Voluntary disclosure as initial indicator
In January 2021, we added a sustainability questionnaire featuring exclusion criteria to our screening process for new suppliers. This additional voluntary disclosure will allow us to examine all potential suppliers in terms of their social and environmental credentials. As with a rejection of the Code of Conduct for Business Partners, a negative answer to the elimination questions will now result in the immediate termination of the screening process.
The questions cover, among other things, an outright ban on child and forced labor, the existence of policies and operating agreements to prevent human rights violations, and the prevention of accidents in the workplace. Over the course of the business relationship, we carry out supplier audits and on-site visits to verify that the information we have received is correct. Based on this information, we also complete annual assessments of our strategic suppliers.

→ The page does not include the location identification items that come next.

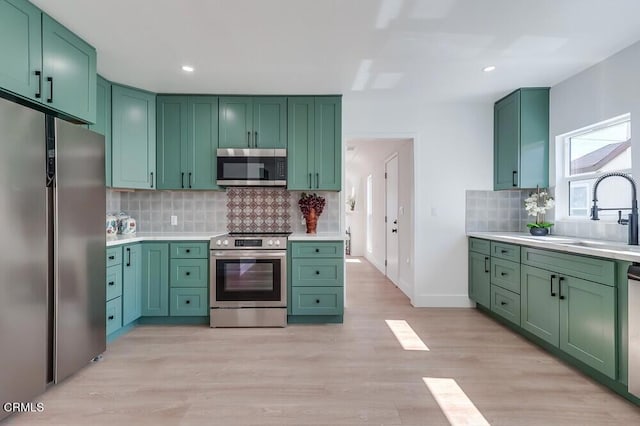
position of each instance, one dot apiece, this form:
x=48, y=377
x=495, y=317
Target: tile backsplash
x=210, y=211
x=496, y=211
x=504, y=211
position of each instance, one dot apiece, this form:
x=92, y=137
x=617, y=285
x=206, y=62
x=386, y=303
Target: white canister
x=111, y=224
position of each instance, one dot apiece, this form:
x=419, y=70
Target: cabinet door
x=539, y=308
x=328, y=144
x=103, y=122
x=21, y=47
x=236, y=122
x=587, y=323
x=269, y=122
x=300, y=144
x=155, y=279
x=479, y=279
x=171, y=141
x=132, y=284
x=69, y=71
x=133, y=138
x=506, y=134
x=203, y=142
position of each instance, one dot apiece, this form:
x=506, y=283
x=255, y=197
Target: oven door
x=248, y=278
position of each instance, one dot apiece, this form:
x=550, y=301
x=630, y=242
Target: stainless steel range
x=248, y=284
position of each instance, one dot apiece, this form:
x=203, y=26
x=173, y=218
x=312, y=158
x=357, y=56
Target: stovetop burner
x=259, y=234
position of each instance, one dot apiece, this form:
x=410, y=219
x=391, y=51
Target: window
x=588, y=154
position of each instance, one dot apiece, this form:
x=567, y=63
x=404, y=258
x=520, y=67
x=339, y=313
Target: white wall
x=603, y=91
x=453, y=152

Assessment of strategic suppliers
GRI 308-1, 407-1, 408-1, 409-1, 414-1
Once a year, the Global Procurement Instruments unit and the Eppendorf Group’s other Technology Centers assess Eppendorf’s strategic suppliers. We define as strategic all suppliers that exceed a certain revenue threshold (depending on the Technology Center supplied), pose a procurement risk for Eppendorf or have an impact on product quality or the Material Group Strategy.
The assessment includes conventional economic factors such as reliable delivery, product quality, capability and customer focus. Since 2021, we have also included information on sustainability, particularly with regard to human rights, child and forced labor and environmental issues. Based on the outcome, we determine action plans for suppliers’ ongoing development. In the event of serious violations, the business relationship may also be terminated with immediate effect.
In addition, we successfully completed 18 audits in the year under review. In this context, we also systematically checked the information from the sustainability questionnaire. No irregularities were determined.